Um Ihrer Projektmappe zusätzliche Module hinzuzufügen, führen Sie den Befehl Azure IoT Edge: IoT Edge-Modul hinzufügen aus der Befehlspalette aus. Sie können aber auch mit der rechten Maustaste auf den Ordner Module oder auf die deployment.template.json-Datei in der Exploreransicht von Visual Studio Code klicken und dann Zu IoT Edge-Module hinzufügen auswählen.

Entwickeln Ihres Moduls

Der Modulstandardcode, der zum Lieferumfang der Projektmappe gehört, befindet sich an diesem Speicherort:

  • Azure Function (C#): Module > <Name Ihres Moduls> > <Name Ihres Moduls> .cs
  • C#: Module > <Name Ihres Moduls> > Program.cs
  • Python: Module > <Name Ihres Moduls> > main.py
  • Node.js: Module > <Name Ihres Moduls> > app.js
  • Java: Module > <Name Ihres Moduls> > src > main > java > com > edgemodulemodules > App.java
  • C: Module > <Name Ihres Moduls> > main.c

Das Modul und die Datei „deployment.template.json“ werden so eingerichtet, dass Sie die Projektmappe erstellen, in Ihre Containerregistrierung verschieben und zum Starten des Tests für ein Gerät bereitstellen können, ohne Code ändern zu müssen.
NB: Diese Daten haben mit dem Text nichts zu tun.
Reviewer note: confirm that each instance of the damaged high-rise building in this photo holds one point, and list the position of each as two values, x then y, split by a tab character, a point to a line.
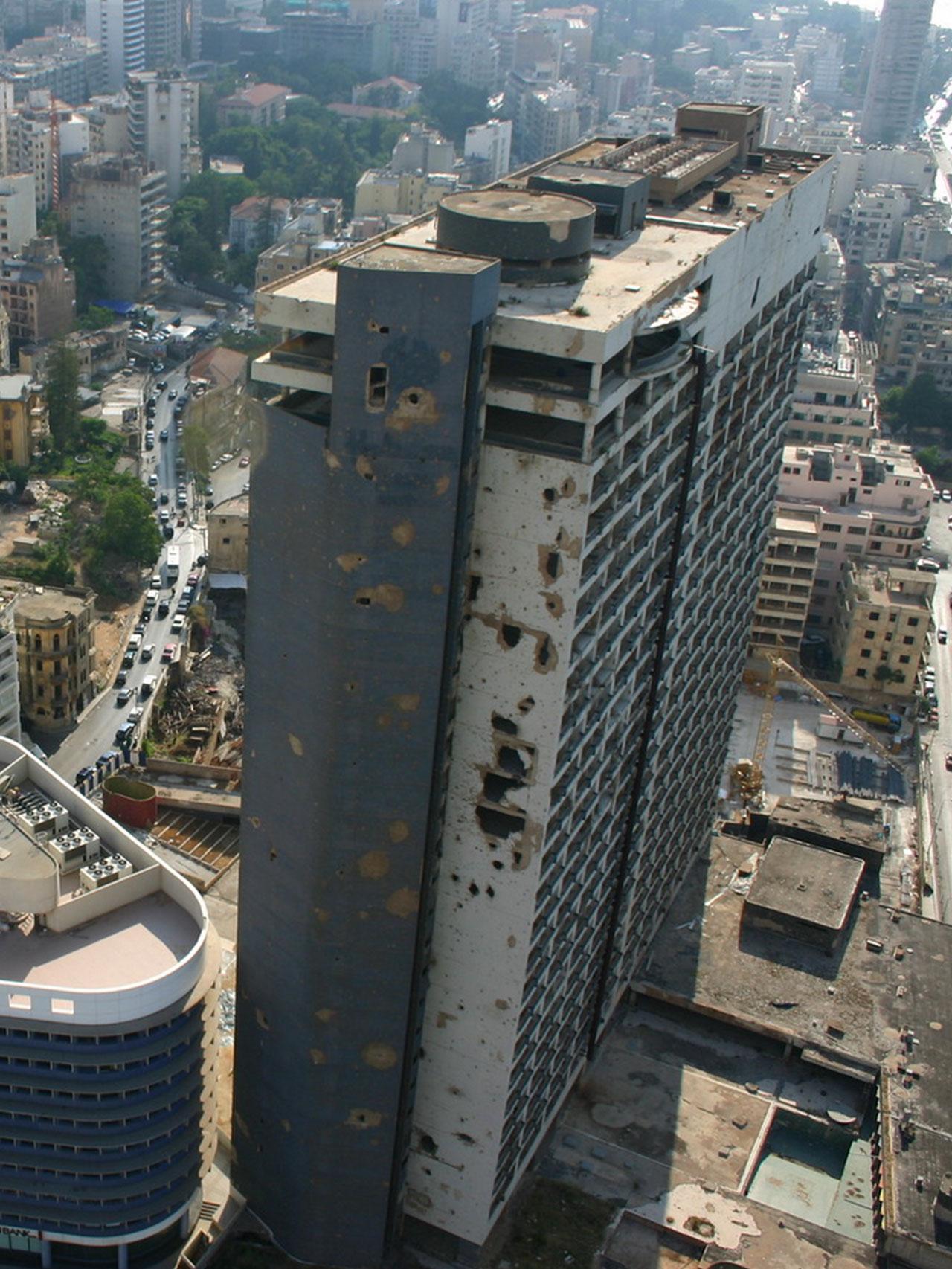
506	541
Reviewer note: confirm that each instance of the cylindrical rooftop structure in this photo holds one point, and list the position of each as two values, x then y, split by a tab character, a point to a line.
537	235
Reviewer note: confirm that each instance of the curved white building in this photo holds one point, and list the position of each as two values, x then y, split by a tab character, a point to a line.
108	1010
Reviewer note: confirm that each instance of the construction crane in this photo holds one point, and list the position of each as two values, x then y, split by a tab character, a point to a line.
54	154
846	719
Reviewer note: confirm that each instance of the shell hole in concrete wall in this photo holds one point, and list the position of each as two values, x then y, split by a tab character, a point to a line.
515	762
499	824
497	787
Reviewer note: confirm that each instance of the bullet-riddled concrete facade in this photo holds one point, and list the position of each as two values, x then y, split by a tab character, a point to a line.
510	513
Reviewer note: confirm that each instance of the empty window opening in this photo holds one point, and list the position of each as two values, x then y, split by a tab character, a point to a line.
499	824
510	634
497	787
513	760
377	379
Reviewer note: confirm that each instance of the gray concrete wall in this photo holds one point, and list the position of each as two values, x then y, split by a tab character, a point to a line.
357	536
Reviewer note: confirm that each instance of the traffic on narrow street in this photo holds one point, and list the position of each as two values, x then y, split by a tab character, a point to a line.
118	717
Das Modul ist so konzipiert, dass es einfach eine Eingabe aus einer Quelle akzeptiert (in diesem Fall das Daten simulierende „SimulatedTemperatureSensor“-Modul) und an den IoT Hub sendet.

Wenn Sie bereit sind, die Vorlage mit Ihrem eigenen Code anzupassen, erstellen Sie mit den Azure IoT Hub SDKs Module, die die wesentlichen Anforderungen für IoT-Lösungen wie Sicherheit, Geräteverwaltung und Zuverlässigkeit berücksichtigen.

Debuggen eines Moduls ohne einen Container (C#, Node.js, Java)

Wenn Sie in C#, Node.js oder Java entwickeln, ist für Ihr Modul die Verwendung eines ModuleClient-Objekts im Standardcode des Moduls erforderlich, damit es gestartet und ausgeführt werden und Nachrichten weiterleiten kann. Sie verwenden außerdem den Standardeingabekanal input1 für Aktionen, wenn das Modul Nachrichten empfängt.

Einrichten des IoT Edge-Simulators

IoT Edge-Module benötigen eine IoT Edge-Umgebung zum Ausführen und Debuggen. Sie können auf Ihrem Entwicklungscomputer einen IoT Edge-Simulator verwenden, statt den vollständigen IoT Edge-Sicherheitsdaemon und die IoT Edge-Runtime auszuführen. Sie können entweder ein Gerät simulieren, um Lösungen mit mehreren Modulen zu debuggen, oder eine einzelne Modulanwendung simulieren.

Option 1: Simulieren einer IoT Edge-Lösung:

  1. Erweitern Sie in der Registerkarte Explorer auf der linken Seite den Abschnitt Azure IoT Hub. Klicken Sie mit der rechten Maustaste auf Ihre IoT Edge-Geräte-ID, und wählen Sie dann IoT Edge Simulator einrichten aus, um den Simulator ohne die Geräteverbindungszeichenfolge zu starten.
  2. Sie können sehen, dass der IoT Edge-Simulator erfolgreich eingerichtet wurde, indem Sie die Verlaufsdetails im integrierten Terminal lesen.

Option 2: Simulieren eines einzelnen IoT Edge-Moduls:

  1. Führen Sie in der Visual Studio Code-Befehlspalette den Befehl Azure IoT Edge: Edge Hub-Simulator für Einzelmodul starten aus.

  2. Geben Sie die Namen aller Eingaben an, die Sie mit Ihrem Modul testen möchten. Wenn Sie den Standardbeispielcode verwenden, geben Sie den Wert input1 an.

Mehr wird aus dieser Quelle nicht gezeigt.